Mug mug mug....while my other friends still enjoying themselves at sentosa. I need to start early, so that i won't panic in the end. Think this weekends, i'll be studying too.. While others will be clubbing. Hehez..


* j o y left her prints @ 2:06 PM

Tuesday, October 9, 2007



Went to the office this morning. So tired..but i force myself to wake up. Heh...Did nothing much but went 2 study with hongyi and later jaecia in the late afternoon. Haha... i really think its not productive to study with someone u know. ESPECIALLY girls. We just keep talking and talking. Girls can really gossip.

Nothing much to update.. think i'm feeling better today. Going shopping tmr.. Excited! heh....will update more tmr...
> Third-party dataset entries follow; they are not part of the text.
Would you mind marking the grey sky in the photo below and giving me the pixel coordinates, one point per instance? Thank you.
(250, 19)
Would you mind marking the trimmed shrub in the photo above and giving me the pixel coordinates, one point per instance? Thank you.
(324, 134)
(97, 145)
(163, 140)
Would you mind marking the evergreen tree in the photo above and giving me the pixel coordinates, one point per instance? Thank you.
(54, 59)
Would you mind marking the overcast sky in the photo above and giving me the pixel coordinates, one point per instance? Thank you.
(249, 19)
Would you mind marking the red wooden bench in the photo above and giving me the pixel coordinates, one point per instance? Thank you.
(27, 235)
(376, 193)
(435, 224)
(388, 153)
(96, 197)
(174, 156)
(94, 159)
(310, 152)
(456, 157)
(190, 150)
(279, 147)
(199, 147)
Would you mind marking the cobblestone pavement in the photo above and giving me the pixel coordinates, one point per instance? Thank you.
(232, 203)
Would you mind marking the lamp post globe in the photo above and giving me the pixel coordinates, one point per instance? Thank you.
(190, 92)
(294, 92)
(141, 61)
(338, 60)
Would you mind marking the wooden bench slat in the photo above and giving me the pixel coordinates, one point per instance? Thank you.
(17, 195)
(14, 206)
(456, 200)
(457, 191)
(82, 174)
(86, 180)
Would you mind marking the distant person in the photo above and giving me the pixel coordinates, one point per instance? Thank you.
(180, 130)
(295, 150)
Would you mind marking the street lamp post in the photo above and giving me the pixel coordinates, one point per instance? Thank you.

* j o y left her prints @ 12:53 AM

Sunday, October 7, 2007



Have been very busy the past few days. Investment projects have been driving all of us crazy. Stayed up for 2 nights jus for this projects. Haven been sleeping well, i guess its because of the sudden change of my sleeping habits. But thank God its over now. All projects are over. Now i'll just slowly blend myself in to the "study-mood".
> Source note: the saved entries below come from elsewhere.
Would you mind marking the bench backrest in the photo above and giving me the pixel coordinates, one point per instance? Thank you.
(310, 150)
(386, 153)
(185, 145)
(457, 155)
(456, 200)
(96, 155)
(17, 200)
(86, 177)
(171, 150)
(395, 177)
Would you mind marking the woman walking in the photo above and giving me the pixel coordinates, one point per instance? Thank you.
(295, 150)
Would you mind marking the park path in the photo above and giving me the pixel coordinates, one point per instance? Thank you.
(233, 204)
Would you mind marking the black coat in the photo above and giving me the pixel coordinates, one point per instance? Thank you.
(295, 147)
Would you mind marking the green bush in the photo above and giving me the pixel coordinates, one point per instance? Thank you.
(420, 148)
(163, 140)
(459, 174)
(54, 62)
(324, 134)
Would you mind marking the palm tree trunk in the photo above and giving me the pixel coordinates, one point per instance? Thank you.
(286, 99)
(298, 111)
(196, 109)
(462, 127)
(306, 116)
Went for night class last night though i'm very tired. Yet, i feel like going out. Sort of in a PMS mood. Couldn't pay attention in class. Didn't want to join the others at punggol. Was deciding to go home when hongyi msg me. Well, since i've got nothing to do, i went to hav supper.

Was sort of down last night. Don't know why. Don't know what is bothering me. I think its everything. Usually i would jus pour out to hongyi, but i jus couldn't bring myself to say out what i'm really thinking. Met carine outside zouk. Chat for awhile and i decided to go home.
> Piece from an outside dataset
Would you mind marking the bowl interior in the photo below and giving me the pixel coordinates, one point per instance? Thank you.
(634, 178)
I miss HOF. Though i still attend sunday service, but somehow i miss going HOF. Its wierd not going church on fridays. And i really miss having someone giving me a "pat" on my head, a hug and i miss making someone laugh. Most importantly, i miss my genuine smile. Perhaps my decision is right. Perhaps this decision will change my life.

我已近没在想了,因为我已经惜身了我的希望,来换取他的希望。


* j o y left her prints @ 12:25 AM

Tuesday, October 2, 2007



Anyway, so much for being emotional on a saturuday night.

I have been Amore-ing since saturday and now my leg hurts. Haiz..but i like to after effect from a workout. I feel fresher and "lighter". Wahaha...i know thats stupid.

Got my first AE spree. Yup! And i should say i'm happy with my stuffs. My 3 tops, 1 pouch and a clutch. Yeah.. 2 more sprees to go.

Investments is killing me or rather the whole group of us. 2 more LM, 1 more investments and 1 more ER lesson to go. And soon its our breaks for the exams. Stress.. Gotta start studying next week with jaecia. She is making me stress over exams. BUT....I'll definately give myself a break before i mug on my exams after friday. Ktv sessions, dinners, movies, meet ups...bla bla bla..

Just caught High School Musical 2. Its a must watch. I think Vanessa Hudgens is pretty.